As to the units he already had, my dad had no choice but to sell them to a middleman who was going to take them to Clark, Pampanga which was then still USA territory, thus exempt from the total prohibition. He cut his losses and sold all of his units at a fraction of the price he bought them except for one which still sits in our living room today. Throughout my childhood I only remember powering that machine up once, it was big, bulky, dusty, ran on 110 volts and it played Pac-man, I wasn’t very good at Pac-man.

The One that lived- After disposing of the other units, my dad kept this video machine at home where it still sits next to our door. After sustaining heavy water damage from Ondoy, it has been reduced to unassumingly awesome retro furniture.
The One that lived- After disposing of the other units, my dad kept this video machine at home where it still sits next to our door. After sustaining heavy water damage from Ondoy, it has been reduced to unassumingly awesome retro furniture.

Beyond the reach of the law

While all was chaotic and downright depressing for gaming in Manila, apparently in further away places like Parañaque, gaming was alive and well, unfazed by the all-out ban set by the dictator. According to my friend Miguel, a certain video game center which still operates today defied the total ban and continued to cater to the dot-munching, gorilla-chasing cravings of the Filipino youth those times. He told me of his father’s recollections as a college student during that very era, paying constant visits to that video game shack to blow off some steam.
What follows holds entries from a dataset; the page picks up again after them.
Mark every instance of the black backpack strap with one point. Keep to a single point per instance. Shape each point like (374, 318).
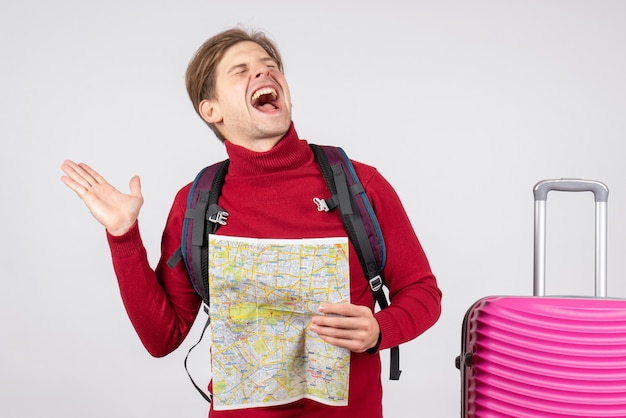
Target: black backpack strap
(343, 187)
(202, 217)
(207, 396)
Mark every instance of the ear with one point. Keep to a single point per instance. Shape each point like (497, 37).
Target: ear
(209, 111)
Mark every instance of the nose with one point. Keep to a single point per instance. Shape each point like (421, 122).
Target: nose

While I only know of one area where gaming was able to live on in the Philippines, it’s almost certain that more areas had similar operators who sank into the darkness of obscurity and anonymity, making it so that authorities pay them no heed at all, allowing the Filipino gamer to grow.

End of prohibition

Through the EDSA People Power Revolution President Marcos was forced to flee the Philippines, with him, his tyrannical ban on gaming in the Philippines. There was no sudden proclamation that it was legal again, no “on” switch that suddenly flipped to power up the table-top cabinets, it just happened. Once again arcade cabinets were being seen inside malls, people once again allowed to enjoy having Jumpman save his girl or Pac-man gobble up ghosts out in the open, in public with nothing to fear. His old suppliers asked my dad if he wanted back in on the video machine operating gig, he declined having already been burned once before. He had enough of running it as a business, instead, he thought of just keeping it at home.

Fortunately the ban was lifted when it was. Roughly a few years after the trauma of the video machine ban was starting to heal, Nintendo started becoming a household name in the Philippines. We were fortunate enough to have been able to afford a Family Computer. Mario, Rockman, the Battle City tanks were some of the first images my then young eyes ever saw. It allowed for the next generation of Filipinos to enjoy home-based consoles and explore a world that would have otherwise been denied.

Under what is called statutory construction, a systematized way by which the Court interprets the law, had the ban still been effective, it would have included the Family Computer in its ban. Had there been no Family Computer in the Philippines, there would have been no Super Nintendo Entertainment System, no Nintendo 64, no Gameboy, no Gamegear, no Playstation, no Xbox, no PCs, nothing. Technically the Presidential Decree and the letter of instruction that followed it have yet to be repealed or amended to this day. Fortunately society no longer sees video games as the menace it once was and just chooses to let it be.

It’s sobering to know that what is now a great part of many Filipinos’ lives could have been taken away from them had history taken a turn for the worse. While there are those who would have been thankful for being void of Candy Crush, Farmville, Flappy Bird and other money-making or otherwise uninspired games, it would also have meant that we would never have had the opportunity to explore Hyrule, Skyrim, Midgard, Rapture, Columbia and all the other awesome places where we had experiences we would never have had in real life.